La VPN è morta: è il momento dello zero trust
Nell’ambiente di lavoro post-pandemia, l’infrastruttura IT non è l’unica cosa a essere distribuita; lo è anche la forza lavoro, e questo fa delle VPN un bersaglio molto ambito dagli aggressori.
Già prima della pandemia, la National Security Agency (NSA) aveva pubblicato un’ordinanza sulla sicurezza informatica in cui esortava le organizzazioni a controllare gli aggiornamenti dei prodotti VPN citando nomi specifici e molto usati come Pulse Secure, Palo Alto e Fortinet.
Il modello zero-trust è la chiave per garantire la sicurezza dei dati e delle reti negli ambienti di lavoro da remoto. Al giorno d’oggi, a essere distribuita non è solo l’infrastruttura IT, ma anche il personale, e questo costringe gran parte delle organizzazioni ad affidarsi principalmente a dati e sistemi basati sul cloud.
Secondo uno studio IBM del 2022, il 41% delle organizzazioni ha dichiarato d’implementare un’architettura di sicurezza zero-trust, ragione per cui il restante 59% rischia d’incorrere in costi imputabili a violazioni della sicurezza dell’ordine di milioni di dollari.
Keeper Connection Manager fornisce agli utenti una soluzione desktop remota supportata dalla sicurezza zero-trust migliore della sua categoria, riduce il sovraccarico amministrativo e migliora l’affidabilità, le prestazioni e la produttività dei dipendenti.
Inoltre, grazie al framework zero-trust e all’architettura di sicurezza zero-knowledge, Keeper protegge i dati dei clienti a livello di cassaforte, cartelle condivise e voci con più livelli di chiavi di crittografia.
Noi di Keeper siamo convinti che gli utenti debbano essere in grado di accedere ai desktop remoti e alle app da un browser web, sul dispositivo che preferiscono, utilizzando solo le loro credenziali e in tutta sicurezza.

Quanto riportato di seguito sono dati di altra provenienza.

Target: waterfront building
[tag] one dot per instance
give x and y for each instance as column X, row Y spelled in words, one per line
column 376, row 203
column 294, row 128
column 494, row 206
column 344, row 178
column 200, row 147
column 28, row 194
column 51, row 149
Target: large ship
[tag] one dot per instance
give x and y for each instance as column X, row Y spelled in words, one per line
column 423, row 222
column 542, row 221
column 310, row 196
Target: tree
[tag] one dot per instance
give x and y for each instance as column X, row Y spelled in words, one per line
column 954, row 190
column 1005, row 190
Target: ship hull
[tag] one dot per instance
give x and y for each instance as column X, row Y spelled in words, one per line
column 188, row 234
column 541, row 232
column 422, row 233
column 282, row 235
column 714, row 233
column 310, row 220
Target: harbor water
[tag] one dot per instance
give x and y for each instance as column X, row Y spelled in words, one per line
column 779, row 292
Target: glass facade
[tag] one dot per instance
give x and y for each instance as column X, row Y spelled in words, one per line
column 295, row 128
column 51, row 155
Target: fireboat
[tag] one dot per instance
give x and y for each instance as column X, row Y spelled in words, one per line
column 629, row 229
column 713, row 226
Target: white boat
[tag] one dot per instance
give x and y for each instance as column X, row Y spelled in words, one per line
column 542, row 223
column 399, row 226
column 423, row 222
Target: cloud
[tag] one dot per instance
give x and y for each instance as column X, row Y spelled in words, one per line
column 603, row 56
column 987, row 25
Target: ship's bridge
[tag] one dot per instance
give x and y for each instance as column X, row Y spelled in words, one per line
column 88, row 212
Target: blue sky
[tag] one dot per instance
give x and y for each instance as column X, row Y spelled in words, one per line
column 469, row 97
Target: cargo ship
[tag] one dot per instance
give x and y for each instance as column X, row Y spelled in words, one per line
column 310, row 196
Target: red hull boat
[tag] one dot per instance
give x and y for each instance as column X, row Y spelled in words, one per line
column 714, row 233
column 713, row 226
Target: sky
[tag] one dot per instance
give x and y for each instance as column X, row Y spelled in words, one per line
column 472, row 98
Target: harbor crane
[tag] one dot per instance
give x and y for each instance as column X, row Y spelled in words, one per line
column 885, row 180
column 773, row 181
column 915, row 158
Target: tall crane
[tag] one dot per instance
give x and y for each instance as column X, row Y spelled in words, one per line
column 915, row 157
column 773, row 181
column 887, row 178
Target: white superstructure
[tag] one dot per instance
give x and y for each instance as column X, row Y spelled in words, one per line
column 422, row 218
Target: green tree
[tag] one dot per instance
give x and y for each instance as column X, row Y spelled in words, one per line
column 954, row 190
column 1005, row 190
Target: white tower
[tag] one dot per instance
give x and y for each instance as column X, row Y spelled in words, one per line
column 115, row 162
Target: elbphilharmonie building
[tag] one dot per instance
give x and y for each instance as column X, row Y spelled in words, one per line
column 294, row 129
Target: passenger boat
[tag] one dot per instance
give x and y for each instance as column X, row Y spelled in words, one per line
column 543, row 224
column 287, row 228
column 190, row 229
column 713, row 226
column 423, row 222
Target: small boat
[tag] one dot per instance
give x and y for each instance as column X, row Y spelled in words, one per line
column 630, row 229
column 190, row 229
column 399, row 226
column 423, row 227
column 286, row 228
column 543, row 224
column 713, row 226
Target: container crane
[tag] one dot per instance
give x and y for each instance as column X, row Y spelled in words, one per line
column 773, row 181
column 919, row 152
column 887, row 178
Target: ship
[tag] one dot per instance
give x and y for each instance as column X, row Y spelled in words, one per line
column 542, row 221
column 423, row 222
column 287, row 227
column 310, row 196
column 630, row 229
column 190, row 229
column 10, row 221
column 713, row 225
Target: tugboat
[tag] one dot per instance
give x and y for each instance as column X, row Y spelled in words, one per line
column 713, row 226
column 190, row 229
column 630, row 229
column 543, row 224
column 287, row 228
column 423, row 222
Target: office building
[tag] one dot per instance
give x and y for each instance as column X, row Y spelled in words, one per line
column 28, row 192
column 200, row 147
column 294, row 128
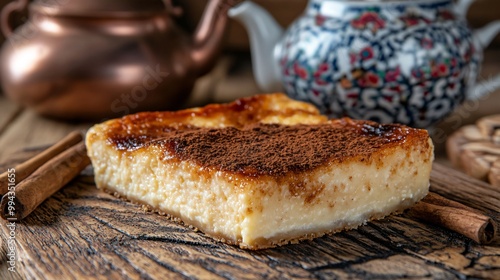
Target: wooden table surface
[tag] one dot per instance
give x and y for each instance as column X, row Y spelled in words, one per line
column 21, row 128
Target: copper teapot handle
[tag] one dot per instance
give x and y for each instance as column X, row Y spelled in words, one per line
column 16, row 6
column 173, row 10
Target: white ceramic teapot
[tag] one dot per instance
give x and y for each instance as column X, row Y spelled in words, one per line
column 410, row 62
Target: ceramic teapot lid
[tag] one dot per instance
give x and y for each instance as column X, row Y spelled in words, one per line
column 99, row 7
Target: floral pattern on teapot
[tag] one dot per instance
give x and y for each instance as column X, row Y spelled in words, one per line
column 406, row 63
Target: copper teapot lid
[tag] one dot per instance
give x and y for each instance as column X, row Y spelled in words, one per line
column 100, row 7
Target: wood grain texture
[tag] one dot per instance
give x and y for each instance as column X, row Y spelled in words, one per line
column 31, row 130
column 9, row 111
column 82, row 232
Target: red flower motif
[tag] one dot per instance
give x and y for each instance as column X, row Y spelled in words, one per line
column 323, row 67
column 368, row 18
column 320, row 20
column 453, row 62
column 446, row 15
column 372, row 79
column 321, row 82
column 366, row 53
column 412, row 20
column 393, row 75
column 440, row 70
column 300, row 71
column 352, row 58
column 427, row 43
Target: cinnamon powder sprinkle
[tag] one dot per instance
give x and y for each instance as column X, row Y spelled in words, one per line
column 268, row 149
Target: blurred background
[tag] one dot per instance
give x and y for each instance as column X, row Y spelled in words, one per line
column 232, row 77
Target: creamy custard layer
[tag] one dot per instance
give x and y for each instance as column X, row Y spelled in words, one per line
column 252, row 173
column 266, row 211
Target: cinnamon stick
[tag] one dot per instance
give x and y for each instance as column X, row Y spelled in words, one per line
column 455, row 216
column 44, row 182
column 24, row 169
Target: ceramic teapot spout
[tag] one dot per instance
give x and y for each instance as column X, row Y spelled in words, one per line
column 482, row 38
column 208, row 36
column 264, row 33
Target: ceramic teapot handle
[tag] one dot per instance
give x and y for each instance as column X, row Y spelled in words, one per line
column 16, row 6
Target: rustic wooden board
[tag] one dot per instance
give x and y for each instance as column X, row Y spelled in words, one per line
column 82, row 232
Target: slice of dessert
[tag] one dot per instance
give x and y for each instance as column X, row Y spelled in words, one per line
column 262, row 171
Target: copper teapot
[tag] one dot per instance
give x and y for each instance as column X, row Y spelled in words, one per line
column 93, row 59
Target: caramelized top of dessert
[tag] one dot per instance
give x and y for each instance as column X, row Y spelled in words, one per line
column 265, row 149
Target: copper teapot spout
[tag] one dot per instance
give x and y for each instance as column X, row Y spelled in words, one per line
column 94, row 59
column 209, row 34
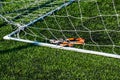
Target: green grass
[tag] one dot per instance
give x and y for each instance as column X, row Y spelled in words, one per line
column 22, row 61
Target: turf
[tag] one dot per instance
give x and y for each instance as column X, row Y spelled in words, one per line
column 22, row 61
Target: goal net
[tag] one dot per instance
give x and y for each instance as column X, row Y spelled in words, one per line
column 53, row 22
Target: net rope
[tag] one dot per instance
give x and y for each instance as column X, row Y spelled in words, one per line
column 99, row 27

Ecco perché abbiamo basato la nostra soluzione su Apache Guacamole, un software per desktop remoti open-source e senza client utilizzato da decine di milioni di persone in tutto il mondo.
Dopo il lancio di Keeper Connection Manager, creato dai fondatori di Apache Guacamole, Keeper ha continuato a contribuire attivamente alla community open-source del progetto.